The model and code is adjusted/refined a bit from the earlier version:
- Has a few more muscles (84 total)
- Upper limb torque actuators have activation dynamics
- Matlab code is streamlined a bit
- Metabolic cost is calculated after the optimization finishes
- A more realistic model of joint ranges of motion (functions from the Anderson & Pandy model) is used

A solution is provided for a tracking problem of walking that tracked the data reasonably well with a realistic metabolic cost (~3.6 J/m/kg), it should be a good starting point for doing other simulations. The GRF sometimes have high-frequency wiggles in predictive simulations that I haven't sorted out, but other than that it seems to work pretty well.

Please let me know if you have any issues/questions/problems using it. I don't check the forum for that project much (ever) so it would be better to post something here or email me (rosshm [at] umd [dot] edu).

Ross

Re: UMocoD update

Posted: Thu Nov 12, 2020 4:40 pm
by nbianco
Thanks Ross! This is fantastic.

I noticed that you're using explicit multibody dynamics over implicit dynamics. Did you find that formulation faster/easier to use?

Re: UMocoD update

Posted: Thu Nov 12, 2020 5:03 pm
by rosshm
I've not yet gotten good results with implicit multibody dynamics, it usually will not converge, and explicit seemed to work well so I've stuck with that recently. I should try again with implicit.

Re: UMocoD update

Posted: Thu Nov 12, 2020 5:59 pm
by nbianco
I've found that when minimizing accelerations with implicit dynamics, I've needed a larger acceleration weight than I originally thought to get good convergence. But then it can be hard to find a balance between good convergence and not letting the acceleration cost term dominate the solution. In that regard, I like the simplicity of explicit dynamics.

Re: UMocoD update

Posted: Sun Nov 15, 2020 9:56 am
by karthick_ganesan
Hi Ross Miller,
Thanks for sharing the updated version. I am curious to know how you formulate the predictive simulations and that will be helpful.
Regards,
Karthick

Re: UMocoD update

Posted: Sun Nov 15, 2020 10:27 am
by rosshm
Hi Karthick,

The easiest way is to just set the weight on all the tracking terms to zero. That would be a "pure predictive" simulation. However, I usually get better results on predictive simulations ("better" = converges faster and more consistently) if I keep a small tracking term in the cost function, so for that you could just crank up the weight on the control effort term (e.g. make it 100,000 instead of 50) or add some other prediction criterion with MocoSumSquaredStateGoal or MocoOutputGoal and give it a heavy weight.

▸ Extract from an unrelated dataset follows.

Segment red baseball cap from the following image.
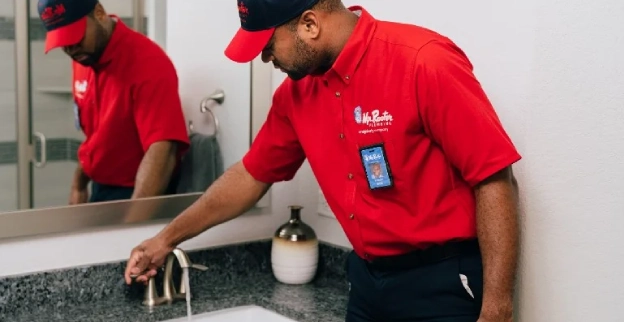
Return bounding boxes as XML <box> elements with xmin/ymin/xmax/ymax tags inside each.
<box><xmin>225</xmin><ymin>0</ymin><xmax>319</xmax><ymax>63</ymax></box>
<box><xmin>37</xmin><ymin>0</ymin><xmax>98</xmax><ymax>54</ymax></box>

In the code I posted, the cost function score for tracking will typically be ~0.5 or less, so if doing a "pseudo-predictive" simulation (one that still has some light tracking) you'd want to weight your predictive term(s) heavily enough such that their scores when minimized are much greater than 0.5 (so that they dominate the cost function instead of tracking).